Barely a week after the tsunami in December 2004, there was a stock market boom all around – including in the countries worst affected by it. Millions of homes, boats, and all kinds of assets of the poor had been destroyed. Indonesia, which lost well over 100,000 lives to the tsunami, saw the Jakarta Composite Index break every earlier record and reach an all-time high. Ditto, our own Sensex. Back then, it was the scent of the reconstruction dollar and rupee driving a giant boom in construction and related sectors.
This time, ‘healthcare’ and tech (especially software services) among other sectors, did well for themselves. India’s top 10 tech tycoons in the list together added $ 22.8 billion in 12 months (or Rs. 4.6 billion on average every day), to reach a combined wealth of $ 52.4 billion (Rs. 3.9 trillion). That’s an increase of 77 per cent. And yes, online education – even as tens of millions of poor students in mainly government schools were excluded from any kind of education – did bring benefits to some. Byju Raveendran added 39 per cent to his own wealth to arrive at a net worth of $ 2.5 billion (Rs. 187 billion).

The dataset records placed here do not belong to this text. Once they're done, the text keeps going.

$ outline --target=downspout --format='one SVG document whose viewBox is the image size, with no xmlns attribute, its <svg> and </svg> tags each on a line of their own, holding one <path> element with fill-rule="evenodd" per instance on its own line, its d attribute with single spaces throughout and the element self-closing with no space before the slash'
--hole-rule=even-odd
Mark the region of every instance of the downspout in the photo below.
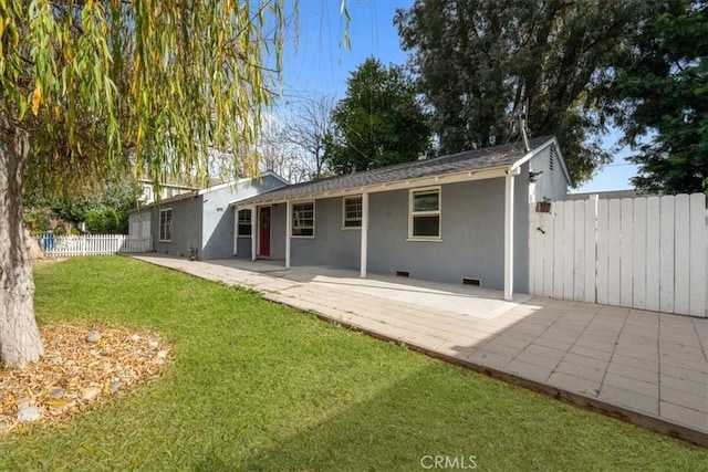
<svg viewBox="0 0 708 472">
<path fill-rule="evenodd" d="M 368 252 L 368 192 L 362 193 L 362 250 L 360 262 L 360 276 L 366 277 L 366 260 Z"/>
<path fill-rule="evenodd" d="M 504 300 L 513 298 L 513 183 L 520 168 L 510 167 L 504 177 Z"/>
<path fill-rule="evenodd" d="M 237 206 L 233 206 L 233 255 L 239 255 L 239 208 Z"/>
<path fill-rule="evenodd" d="M 292 202 L 285 203 L 285 269 L 290 269 L 290 242 L 292 240 Z"/>
<path fill-rule="evenodd" d="M 251 261 L 256 261 L 258 251 L 258 207 L 251 207 Z"/>
</svg>

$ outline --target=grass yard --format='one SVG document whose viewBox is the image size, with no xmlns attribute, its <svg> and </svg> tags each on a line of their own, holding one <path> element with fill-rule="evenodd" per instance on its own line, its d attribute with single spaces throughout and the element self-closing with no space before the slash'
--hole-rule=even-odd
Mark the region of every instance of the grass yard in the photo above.
<svg viewBox="0 0 708 472">
<path fill-rule="evenodd" d="M 38 266 L 40 323 L 174 345 L 166 376 L 60 428 L 0 438 L 0 470 L 706 470 L 708 450 L 121 256 Z M 460 462 L 464 458 L 465 462 Z M 423 459 L 423 465 L 421 465 Z"/>
</svg>

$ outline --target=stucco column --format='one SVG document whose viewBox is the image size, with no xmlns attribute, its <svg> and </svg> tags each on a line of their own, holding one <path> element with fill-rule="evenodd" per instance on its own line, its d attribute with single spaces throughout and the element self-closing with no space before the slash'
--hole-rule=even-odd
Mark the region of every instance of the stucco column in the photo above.
<svg viewBox="0 0 708 472">
<path fill-rule="evenodd" d="M 258 251 L 258 208 L 251 207 L 251 261 L 256 261 Z"/>
<path fill-rule="evenodd" d="M 504 300 L 513 296 L 513 176 L 518 169 L 508 171 L 504 187 Z"/>
<path fill-rule="evenodd" d="M 368 251 L 368 192 L 362 193 L 362 254 L 360 262 L 360 276 L 366 276 L 366 259 Z"/>
<path fill-rule="evenodd" d="M 239 255 L 239 207 L 233 207 L 233 255 Z"/>
<path fill-rule="evenodd" d="M 285 208 L 285 269 L 290 269 L 290 241 L 292 240 L 292 202 Z"/>
</svg>

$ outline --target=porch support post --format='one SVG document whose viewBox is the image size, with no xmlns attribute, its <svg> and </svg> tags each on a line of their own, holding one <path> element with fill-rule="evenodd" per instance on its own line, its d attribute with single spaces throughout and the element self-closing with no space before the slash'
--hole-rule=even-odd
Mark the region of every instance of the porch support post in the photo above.
<svg viewBox="0 0 708 472">
<path fill-rule="evenodd" d="M 292 240 L 292 202 L 285 203 L 285 269 L 290 269 L 290 241 Z"/>
<path fill-rule="evenodd" d="M 233 207 L 233 255 L 239 255 L 239 207 Z"/>
<path fill-rule="evenodd" d="M 513 176 L 518 169 L 507 171 L 504 188 L 504 300 L 513 296 Z"/>
<path fill-rule="evenodd" d="M 366 277 L 366 259 L 368 251 L 368 192 L 362 193 L 362 254 L 360 262 L 360 276 Z"/>
<path fill-rule="evenodd" d="M 251 207 L 251 261 L 256 261 L 258 251 L 258 207 Z"/>
</svg>

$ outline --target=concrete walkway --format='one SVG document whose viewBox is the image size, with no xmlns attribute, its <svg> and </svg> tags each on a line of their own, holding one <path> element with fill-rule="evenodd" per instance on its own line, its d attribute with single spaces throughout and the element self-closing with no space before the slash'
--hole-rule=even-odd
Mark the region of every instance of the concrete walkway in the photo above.
<svg viewBox="0 0 708 472">
<path fill-rule="evenodd" d="M 708 447 L 708 319 L 263 261 L 135 259 Z"/>
</svg>

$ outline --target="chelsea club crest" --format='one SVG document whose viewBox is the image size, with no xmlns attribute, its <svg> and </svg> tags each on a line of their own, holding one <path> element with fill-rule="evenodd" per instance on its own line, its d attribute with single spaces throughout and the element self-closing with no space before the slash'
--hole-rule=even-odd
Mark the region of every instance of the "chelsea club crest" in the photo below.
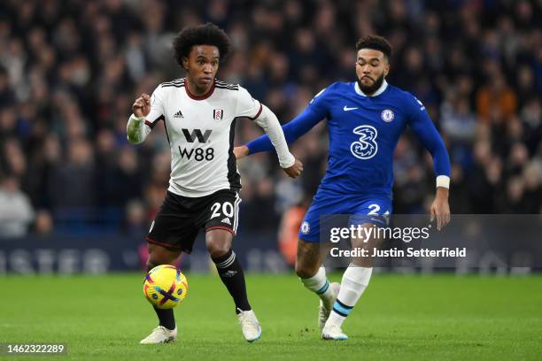
<svg viewBox="0 0 542 361">
<path fill-rule="evenodd" d="M 395 118 L 395 114 L 391 109 L 384 109 L 380 114 L 380 118 L 386 123 L 390 123 Z"/>
</svg>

I think it’s fair to say we showed the rest of the world its place. Er…we were shown our place too, on the UN Human Development Index – rank 131 in 189 countries. With El Salvador, Tajikistan, Cabo Verde, Guatemala, Nicaragua, Bhutan and Namibia all ahead of us. I guess we must await the results of a high-level probe into an obvious global conspiracy to shove us down a rung compared to the previous year. Watch this space.